Corrosion of steel reinforcing bars inevitably weakens concrete members, reducing load bearing capacity and safety factors. In extreme cases, failure of reinforced concrete members can occur, partly because of loss of strength due to corrosion of the reinforcement itself, and partly because of the breaking up of the concrete surrounding the reinforcement. 

When steel reinforcement corrodes, the corrosion product occupies more than three times the volume of the original steel, exerting great disruptive tensile stress on the surrounding concrete, leading to further cracking, more weather access and further corrosion.

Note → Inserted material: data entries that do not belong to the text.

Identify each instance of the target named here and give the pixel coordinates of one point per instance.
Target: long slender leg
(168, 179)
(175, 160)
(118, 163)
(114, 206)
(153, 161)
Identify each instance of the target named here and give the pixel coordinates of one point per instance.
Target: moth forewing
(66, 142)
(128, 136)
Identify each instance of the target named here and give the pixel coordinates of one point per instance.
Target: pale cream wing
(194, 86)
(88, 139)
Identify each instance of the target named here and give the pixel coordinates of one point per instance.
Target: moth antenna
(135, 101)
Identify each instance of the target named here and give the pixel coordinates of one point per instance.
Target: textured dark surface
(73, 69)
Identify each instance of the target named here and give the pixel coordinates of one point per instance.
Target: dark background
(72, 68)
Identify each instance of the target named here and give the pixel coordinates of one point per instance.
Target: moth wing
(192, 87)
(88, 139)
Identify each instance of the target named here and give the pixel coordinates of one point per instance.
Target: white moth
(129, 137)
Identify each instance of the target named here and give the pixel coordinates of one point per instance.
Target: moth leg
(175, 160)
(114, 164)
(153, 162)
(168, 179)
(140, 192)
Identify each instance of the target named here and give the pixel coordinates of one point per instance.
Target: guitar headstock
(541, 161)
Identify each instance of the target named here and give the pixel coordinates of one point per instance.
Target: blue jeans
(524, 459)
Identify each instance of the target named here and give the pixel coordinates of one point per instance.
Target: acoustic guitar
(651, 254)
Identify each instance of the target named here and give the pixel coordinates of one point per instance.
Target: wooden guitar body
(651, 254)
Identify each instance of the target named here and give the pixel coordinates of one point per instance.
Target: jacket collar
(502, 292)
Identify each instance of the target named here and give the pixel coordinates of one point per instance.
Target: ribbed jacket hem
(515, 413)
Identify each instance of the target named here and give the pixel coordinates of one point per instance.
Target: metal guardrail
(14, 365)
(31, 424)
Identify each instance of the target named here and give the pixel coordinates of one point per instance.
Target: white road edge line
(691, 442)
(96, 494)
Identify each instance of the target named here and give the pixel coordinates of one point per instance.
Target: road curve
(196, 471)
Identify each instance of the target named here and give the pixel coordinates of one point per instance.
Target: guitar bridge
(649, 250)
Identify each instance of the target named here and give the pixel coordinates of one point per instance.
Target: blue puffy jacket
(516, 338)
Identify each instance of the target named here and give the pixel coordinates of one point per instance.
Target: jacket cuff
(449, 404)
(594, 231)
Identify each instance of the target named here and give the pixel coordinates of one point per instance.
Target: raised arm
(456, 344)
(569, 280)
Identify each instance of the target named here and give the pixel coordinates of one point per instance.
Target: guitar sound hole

In mild cases rust staining occurs.  In more serious cases, severe spalling of concrete may occur and ultimately concrete members may fail completely.

 

Steps in the corrosion of uncoated steel reinforcing bars.  Galvanized rebar is not subject to this effect and retains full bond strength to concrete.

 

In normal circumstances uncoated steel reinforcing bars give satisfactory service provided the following requirements are maintained:

1. The design provides for adequate concrete cover over the steel reinforcement.

2. Precise placement of reinforcement is maintained.

3. Uniformly high quality concrete is used.

4. Complete compaction of concrete is attained with no voids or pockets.

It is sometimes impractical or impossible to achieve all these requirements and depending on exposure conditions, corrosion of uncoated reinforcement may begin.

The benefits of galvanizing reinforcement include:

• Protection to the steel during storage and construction prior to placing the concrete.

• Diminished effect of variations in concrete quality.

• Safeguards against poor workmanship, especially misplacement of reinforcement, poor compaction, and inadequate curing.

• Delayed initiation of corrosion and the onset of cracking.

• Reduced likelihood of surface staining.

• Increased structural life of concrete, particularly where chloride contamination is likely.